As a result of the GPUs are working in parallel, the implications are totally different than in a classical community.
“If we have been on video and an error burst happens, TCP/IP does a fairly good job of bridging that and retransmitting,” Gartner stated. “However in AI infrastructure, as a result of the GPUs are working in parallel, it’s very delicate to points that may happen on one hyperlink. All these GPUs are exchanging data and synchronized, and so mainly, it’s a must to type of cease the workload and again as much as a checkpoint and restart the workload. And that may end up in a 40% discount within the efficiency of the cluster when you have got these hyperlink errors occurring.”
“It actually suggests to our prospects that they should be targeted rather more on reliability of the optic,” Gartner stated.

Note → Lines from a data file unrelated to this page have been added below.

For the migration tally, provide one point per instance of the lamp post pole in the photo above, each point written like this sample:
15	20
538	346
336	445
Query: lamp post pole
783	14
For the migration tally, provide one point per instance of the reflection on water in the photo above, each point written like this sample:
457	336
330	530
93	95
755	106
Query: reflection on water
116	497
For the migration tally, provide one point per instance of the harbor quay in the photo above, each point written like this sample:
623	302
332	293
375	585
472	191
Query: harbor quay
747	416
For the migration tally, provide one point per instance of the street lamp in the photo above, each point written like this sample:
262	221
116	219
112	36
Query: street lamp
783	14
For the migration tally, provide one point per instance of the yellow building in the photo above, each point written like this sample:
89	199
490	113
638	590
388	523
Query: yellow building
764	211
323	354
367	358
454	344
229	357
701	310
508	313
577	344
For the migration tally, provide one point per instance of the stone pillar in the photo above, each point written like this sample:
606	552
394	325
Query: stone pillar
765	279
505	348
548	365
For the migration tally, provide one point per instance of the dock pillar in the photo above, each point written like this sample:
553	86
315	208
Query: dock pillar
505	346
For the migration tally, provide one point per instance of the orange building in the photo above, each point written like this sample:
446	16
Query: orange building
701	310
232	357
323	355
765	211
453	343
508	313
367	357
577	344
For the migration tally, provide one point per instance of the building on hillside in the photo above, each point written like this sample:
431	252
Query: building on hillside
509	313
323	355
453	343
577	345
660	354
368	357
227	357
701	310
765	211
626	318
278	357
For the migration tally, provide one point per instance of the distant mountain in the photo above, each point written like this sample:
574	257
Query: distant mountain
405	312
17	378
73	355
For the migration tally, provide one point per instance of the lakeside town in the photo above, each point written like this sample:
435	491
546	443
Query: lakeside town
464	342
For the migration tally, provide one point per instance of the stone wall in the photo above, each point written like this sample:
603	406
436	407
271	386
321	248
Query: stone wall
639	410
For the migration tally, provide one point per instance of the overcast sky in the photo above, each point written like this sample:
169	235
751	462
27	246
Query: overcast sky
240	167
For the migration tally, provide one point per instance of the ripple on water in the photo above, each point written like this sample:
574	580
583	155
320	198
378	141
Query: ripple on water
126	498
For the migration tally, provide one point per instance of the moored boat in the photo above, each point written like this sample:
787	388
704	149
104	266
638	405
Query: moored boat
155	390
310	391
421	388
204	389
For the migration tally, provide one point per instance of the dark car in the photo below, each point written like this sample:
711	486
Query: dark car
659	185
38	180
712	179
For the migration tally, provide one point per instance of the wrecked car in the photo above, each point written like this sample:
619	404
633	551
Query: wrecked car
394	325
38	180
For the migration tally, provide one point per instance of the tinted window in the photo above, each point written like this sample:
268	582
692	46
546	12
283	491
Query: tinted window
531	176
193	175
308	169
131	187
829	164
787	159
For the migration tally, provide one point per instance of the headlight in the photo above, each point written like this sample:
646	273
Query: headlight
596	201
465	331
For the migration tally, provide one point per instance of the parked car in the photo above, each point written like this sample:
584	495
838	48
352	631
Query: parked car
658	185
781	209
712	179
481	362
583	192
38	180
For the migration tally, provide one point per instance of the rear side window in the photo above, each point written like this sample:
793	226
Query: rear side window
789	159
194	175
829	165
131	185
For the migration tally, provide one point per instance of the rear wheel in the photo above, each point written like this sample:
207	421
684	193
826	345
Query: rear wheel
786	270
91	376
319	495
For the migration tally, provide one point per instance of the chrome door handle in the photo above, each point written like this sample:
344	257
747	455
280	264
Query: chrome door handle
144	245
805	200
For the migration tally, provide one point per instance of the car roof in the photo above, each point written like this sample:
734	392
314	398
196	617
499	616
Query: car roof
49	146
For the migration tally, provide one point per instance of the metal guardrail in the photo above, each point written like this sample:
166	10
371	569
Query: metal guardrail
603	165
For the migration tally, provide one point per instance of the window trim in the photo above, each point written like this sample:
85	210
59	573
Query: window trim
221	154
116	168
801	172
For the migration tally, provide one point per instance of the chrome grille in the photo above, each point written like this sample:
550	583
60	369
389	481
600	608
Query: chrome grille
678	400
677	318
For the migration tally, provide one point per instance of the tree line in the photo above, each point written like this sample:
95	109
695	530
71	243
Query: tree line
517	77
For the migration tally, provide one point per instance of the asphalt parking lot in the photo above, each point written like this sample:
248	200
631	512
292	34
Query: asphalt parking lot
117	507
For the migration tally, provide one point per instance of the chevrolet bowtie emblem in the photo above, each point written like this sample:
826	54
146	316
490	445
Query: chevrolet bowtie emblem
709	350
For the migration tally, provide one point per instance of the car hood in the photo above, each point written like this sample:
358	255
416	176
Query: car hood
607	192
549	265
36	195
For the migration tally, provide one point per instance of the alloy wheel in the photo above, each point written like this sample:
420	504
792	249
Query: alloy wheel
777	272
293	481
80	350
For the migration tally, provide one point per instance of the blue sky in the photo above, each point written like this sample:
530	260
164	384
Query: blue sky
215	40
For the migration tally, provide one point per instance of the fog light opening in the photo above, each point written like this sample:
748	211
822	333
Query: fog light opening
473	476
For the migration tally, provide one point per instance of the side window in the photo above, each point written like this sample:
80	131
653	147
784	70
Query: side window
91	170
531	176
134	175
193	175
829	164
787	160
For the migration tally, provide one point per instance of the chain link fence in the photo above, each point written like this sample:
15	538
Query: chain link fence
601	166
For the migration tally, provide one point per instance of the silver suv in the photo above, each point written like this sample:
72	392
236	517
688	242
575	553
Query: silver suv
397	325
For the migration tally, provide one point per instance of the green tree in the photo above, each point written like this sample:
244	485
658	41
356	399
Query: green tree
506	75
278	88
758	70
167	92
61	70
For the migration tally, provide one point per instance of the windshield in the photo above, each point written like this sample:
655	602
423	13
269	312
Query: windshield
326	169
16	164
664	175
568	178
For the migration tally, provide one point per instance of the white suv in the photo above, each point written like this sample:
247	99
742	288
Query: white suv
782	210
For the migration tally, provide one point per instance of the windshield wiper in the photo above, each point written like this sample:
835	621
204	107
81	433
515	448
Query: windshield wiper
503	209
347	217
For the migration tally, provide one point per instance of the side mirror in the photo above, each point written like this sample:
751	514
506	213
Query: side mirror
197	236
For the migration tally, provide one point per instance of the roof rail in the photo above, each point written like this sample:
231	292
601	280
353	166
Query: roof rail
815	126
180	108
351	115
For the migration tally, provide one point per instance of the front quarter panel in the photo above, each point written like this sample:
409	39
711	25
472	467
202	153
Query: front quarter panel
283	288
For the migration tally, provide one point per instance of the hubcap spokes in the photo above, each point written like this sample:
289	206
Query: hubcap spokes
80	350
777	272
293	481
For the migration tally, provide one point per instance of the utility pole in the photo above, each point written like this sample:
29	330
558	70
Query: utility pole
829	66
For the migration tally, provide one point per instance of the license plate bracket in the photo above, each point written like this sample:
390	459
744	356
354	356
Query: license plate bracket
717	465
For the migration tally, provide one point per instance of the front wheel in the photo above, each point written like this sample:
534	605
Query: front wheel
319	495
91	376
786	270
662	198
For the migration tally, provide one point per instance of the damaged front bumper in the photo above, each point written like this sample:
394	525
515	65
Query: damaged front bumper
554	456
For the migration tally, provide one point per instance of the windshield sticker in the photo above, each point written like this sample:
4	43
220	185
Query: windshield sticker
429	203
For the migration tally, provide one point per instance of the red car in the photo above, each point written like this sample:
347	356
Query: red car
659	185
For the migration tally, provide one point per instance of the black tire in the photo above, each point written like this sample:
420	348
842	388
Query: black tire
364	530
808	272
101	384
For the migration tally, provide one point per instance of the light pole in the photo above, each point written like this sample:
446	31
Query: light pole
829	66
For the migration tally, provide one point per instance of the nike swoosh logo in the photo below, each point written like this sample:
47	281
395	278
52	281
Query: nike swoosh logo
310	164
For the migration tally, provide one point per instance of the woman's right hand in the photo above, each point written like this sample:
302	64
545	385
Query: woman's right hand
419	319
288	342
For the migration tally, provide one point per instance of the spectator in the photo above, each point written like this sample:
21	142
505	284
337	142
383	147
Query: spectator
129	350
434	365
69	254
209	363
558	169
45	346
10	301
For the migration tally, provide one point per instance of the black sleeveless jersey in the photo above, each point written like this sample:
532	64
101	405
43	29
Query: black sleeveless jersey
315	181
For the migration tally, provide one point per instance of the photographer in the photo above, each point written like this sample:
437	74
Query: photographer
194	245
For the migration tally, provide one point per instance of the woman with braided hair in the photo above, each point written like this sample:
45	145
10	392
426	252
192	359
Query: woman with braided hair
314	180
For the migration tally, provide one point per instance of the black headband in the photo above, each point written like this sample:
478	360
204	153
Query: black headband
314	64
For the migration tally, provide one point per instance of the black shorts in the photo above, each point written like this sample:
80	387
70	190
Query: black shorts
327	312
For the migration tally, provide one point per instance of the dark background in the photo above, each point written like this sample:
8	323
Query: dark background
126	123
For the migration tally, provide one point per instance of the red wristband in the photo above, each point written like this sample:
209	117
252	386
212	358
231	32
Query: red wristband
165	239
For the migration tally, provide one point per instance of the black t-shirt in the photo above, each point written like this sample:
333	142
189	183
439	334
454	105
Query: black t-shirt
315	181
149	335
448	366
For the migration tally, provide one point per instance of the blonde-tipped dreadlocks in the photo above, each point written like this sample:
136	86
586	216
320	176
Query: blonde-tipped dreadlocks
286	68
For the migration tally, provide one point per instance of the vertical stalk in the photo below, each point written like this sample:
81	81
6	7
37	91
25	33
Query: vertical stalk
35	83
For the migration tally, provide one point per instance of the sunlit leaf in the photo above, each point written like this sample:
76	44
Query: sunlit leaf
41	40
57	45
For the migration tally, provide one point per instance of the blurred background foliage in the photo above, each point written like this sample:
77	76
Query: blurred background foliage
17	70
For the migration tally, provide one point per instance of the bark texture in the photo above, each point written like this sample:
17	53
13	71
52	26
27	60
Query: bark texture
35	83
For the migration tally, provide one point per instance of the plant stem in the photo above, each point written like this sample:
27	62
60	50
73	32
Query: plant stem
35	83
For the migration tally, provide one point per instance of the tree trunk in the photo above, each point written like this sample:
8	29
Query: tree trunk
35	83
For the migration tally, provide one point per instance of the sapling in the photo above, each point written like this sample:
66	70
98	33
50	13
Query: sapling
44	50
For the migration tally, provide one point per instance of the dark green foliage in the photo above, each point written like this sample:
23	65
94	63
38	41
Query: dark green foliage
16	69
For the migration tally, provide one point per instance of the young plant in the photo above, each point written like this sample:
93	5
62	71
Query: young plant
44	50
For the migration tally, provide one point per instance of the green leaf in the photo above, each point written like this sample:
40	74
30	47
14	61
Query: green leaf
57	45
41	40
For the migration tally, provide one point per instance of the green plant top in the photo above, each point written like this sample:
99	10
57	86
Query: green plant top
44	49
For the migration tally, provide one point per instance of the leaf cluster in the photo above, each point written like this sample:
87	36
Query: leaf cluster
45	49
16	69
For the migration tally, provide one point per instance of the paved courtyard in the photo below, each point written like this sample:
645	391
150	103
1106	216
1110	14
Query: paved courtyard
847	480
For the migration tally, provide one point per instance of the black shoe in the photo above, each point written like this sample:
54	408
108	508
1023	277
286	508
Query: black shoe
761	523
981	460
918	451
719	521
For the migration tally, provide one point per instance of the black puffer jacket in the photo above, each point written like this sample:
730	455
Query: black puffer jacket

Reliability testing reveals weaknesses
Cisco previously performed a reliability take a look at for which it acquired 20 totally different optics from totally different suppliers, Gartner recalled. “These have been 100G and 400G optics on the time,” and all have been compliant with business requirements, and but “none of these optics handed our stress take a look at,” he stated.
Cisco’s testing environments make modifications to totally different situations, such because the temperature or humidity degree, or the voltage degree that the optic is seeing on the host, or the skew between the alerts coming from the host. “We do all of these issues in numerous combos,” Gartner stated.
Whereas optics would possibly technically adjust to business requirements, “what we all know is that in the event that they have been put right into a aggravating setting … they wouldn’t carry out,” he stated, “and in order that’s the factor that we’re making an attempt to lift consciousness of for our prospects.”